The Board’s approval of US$1.5 billion for The African Emergency Food Production Facility enabled 35 countries to get climate adapted seeds and fertilizer to help their populations weather shocks, Dunford said. “By the end of last year, the Bank Board had – in record time – approved loans and grants of US$1.56 billion under the Facility,” she said.

In another instance of climate-related support, Malawi received a payout of US$14.2 million after a severe drought under the Bank’s Africa Disaster Risk Financing Program (ADRiFi), which mitigates the financial impact of natural disasters and climate-related events by insuring countries against these shocks. This helped protect agricultural livelihoods that drive more than 60% of Malawi’s workforce.

Leave no one behind

Commenting on the insecurity and fragility that remain key challenges in Africa, Akin-Olugbade stressed that the Bank’s engagements should leave no one behind. She underscored the need for continued engagement with fragile countries, however problematic the context. “Insecurity and fragility have no borders,” she observed.

Despite the continuing headwinds, the senior vice-president expressed optimism for the institution in her closing words.
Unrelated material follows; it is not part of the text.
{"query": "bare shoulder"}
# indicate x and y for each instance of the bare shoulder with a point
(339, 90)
In December 2022 the African Development Fund, the Bank Group’s concessional lending window, saw its 16th replenishment – the largest to date in the Fund’s history.

Tshabalala said the African Development Bank Group had earned the trust of its shareholders and will continue to play a strong leadership role in responding to the continent’s challenges and evolving needs. The African Development Fund is the Bank Group’s concessional lending window.

“We are committed to being worthy of this trust. Our actions, as Africa’s premier development institution, are consequential and more urgent than ever. We understand that alone, our mandate is unachievable… but together, there is nothing that we cannot achieve,” Tshabalala said.